The bivariate modeling allows us the comparison of financial returns
from two investments or from one investment and its benchmark. When
it comes to the investigation of multiple investment returns from
funds or portfolios we are concerned with the multivariate case.
In the case of bivariate distribution functions we provide functions
for the 2-dimensional Cauchy, Normal, and Student-t distributions.
A generalisation (for the density only) is made for the family of
2-dimensional elliptical distributions. In this case we provide density
functions for the Normal, Cauchy, Student-t, Logistic, Laplace, Kotz,
e-Power distributions.
In the case of multivariate distribution functions from the skew-normal
(SN) family and some related ones we recommend to
use the density funtions, probability functions and random number
generators provided by Azzalini's contributed package \code{sn}.

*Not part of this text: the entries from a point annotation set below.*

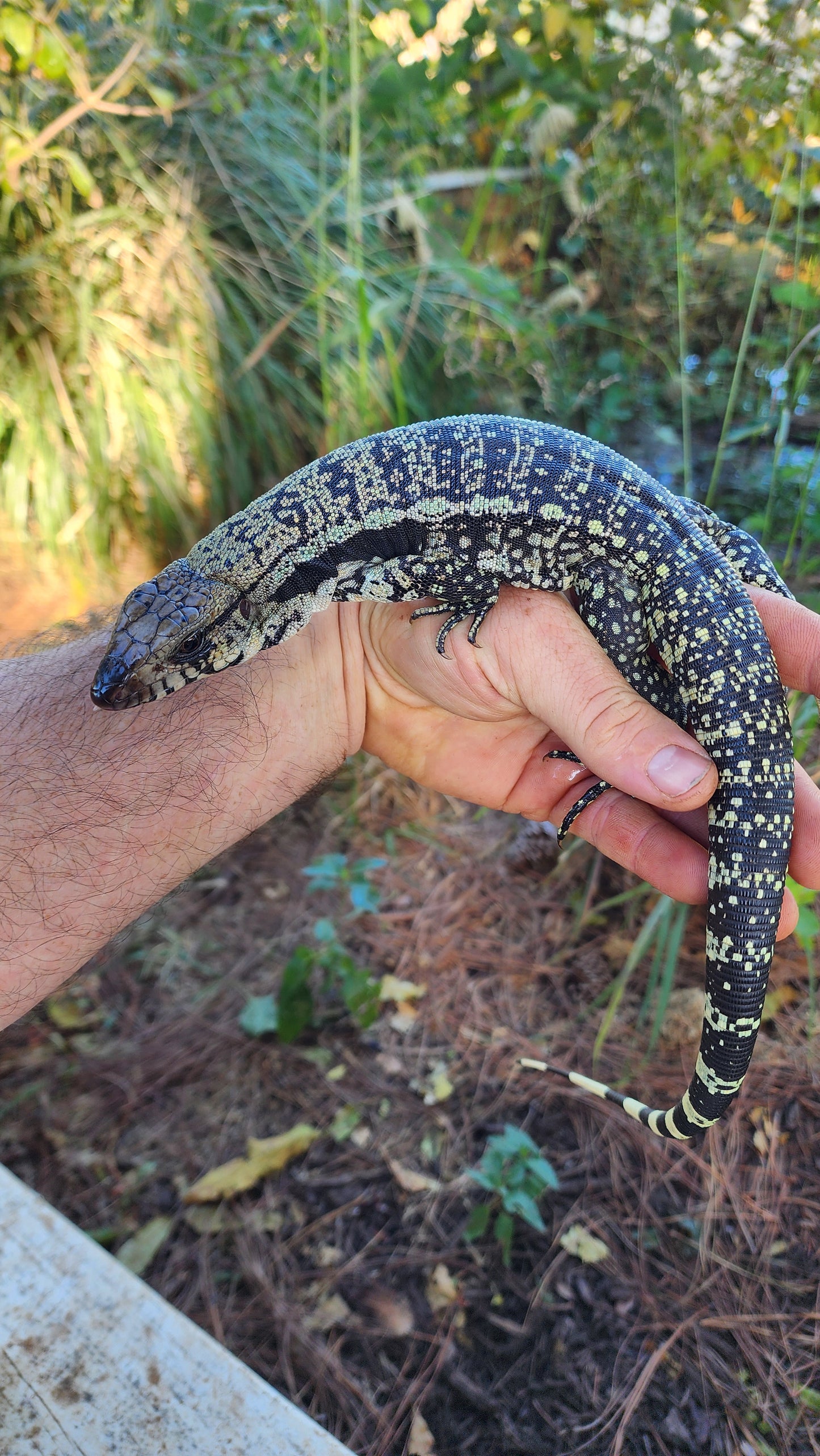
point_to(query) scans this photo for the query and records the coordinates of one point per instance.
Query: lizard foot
(458, 612)
(595, 792)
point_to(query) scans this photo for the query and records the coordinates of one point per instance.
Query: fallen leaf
(411, 1181)
(404, 1018)
(439, 1085)
(328, 1256)
(143, 1247)
(392, 1311)
(209, 1221)
(263, 1221)
(266, 1157)
(775, 1001)
(346, 1120)
(584, 1246)
(394, 989)
(420, 1441)
(277, 892)
(331, 1311)
(72, 1012)
(441, 1289)
(391, 1065)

The family of his SN-distributions cover the skew Cauchy, the skew
Normal, and the skew Student-t distributions. For parameter fitting
we have added three simple wrapper functions for an easy to use
approach to estimate the distributional parameters for financial
return series.
In the case of multivariate distribution functions from the generalized
hyperbolic (GHYP) family and some related ones we recommend to
use the density funtions, probability functions and random number
generators provided by David Luethi and Wolfgang Breymann's contributed
package \code{ghyp}.
The family of their GHYP-distributions cover beside the General
Hyperbolic distribution (GHYP) also the special cases for the
Hyperbolic distribution (HYP), for the Normal Inverse Gaussian
distribution (NIG), for the Variance Gamma distribution (VG), and
for the skewed Student-t distribution (GHST).
}
\section{2 Bivariate Distributions}{
This section contains functions to model bivariate density,
probability, quantile functions, and to generate random numbers
for three standard distributions.
\preformatted{
[dpr]cauchy2d Bivariate Cauchy Distribution
[dpr]norm2d Bivariate Normal Disribution
[dpr]t2d Bivariate Student-t Disribution
}
The density function
\preformatted{
delliptical2d Bivariate Elliptical Densities
}
computes for several bivariate elliptical distributions their
densities. Included distributions are the following types:
\code{"norm"}, \code{"cauchy"}, \code{"t"}, \code{"logistic"},
\code{"laplace"}, \code{"kotz"}, and \code{"epower"}.
}
\section{3 Multivariate Symmetric Distributions}{
\preformatted{
[dpr] Multivariate Cauchy Distribution
[dpr] Multivariate Normal Distribution
[dpr] Multivariate Student-t Distribution
[dpr] Multivariate Truncated Normal Distribution
}
}
\section{3 Multivariate Skew Distributions}{
We use the functions from the contributed package \code{"sn"} package
to model multivariate density and probability functions, and to
generate random numbers for the skew Cauchy, Normal and Student-t
distributions. Note the symmetric case is also included in these
functions. The functions are:
\preformatted{
[dpr]msc Multivariate Skew Cauchy Distribution
[dpr]msn Multivariate Skew Normal Distribution
[dpr]mst Multivariate Skew Student-t Distribution
}
Note the functions are not part of the \code{fMultivar} package they
depend on the \code{"sn"} package and are loaded when \code{fMultivar}
is loaded.
NOTE: In the new version of the \code{fMultivar} package the following
two distribution functions \code{*mvsnorm} (multivariate Normal
distribution) and \code{*mvst} (multivariate Student-t Distribution)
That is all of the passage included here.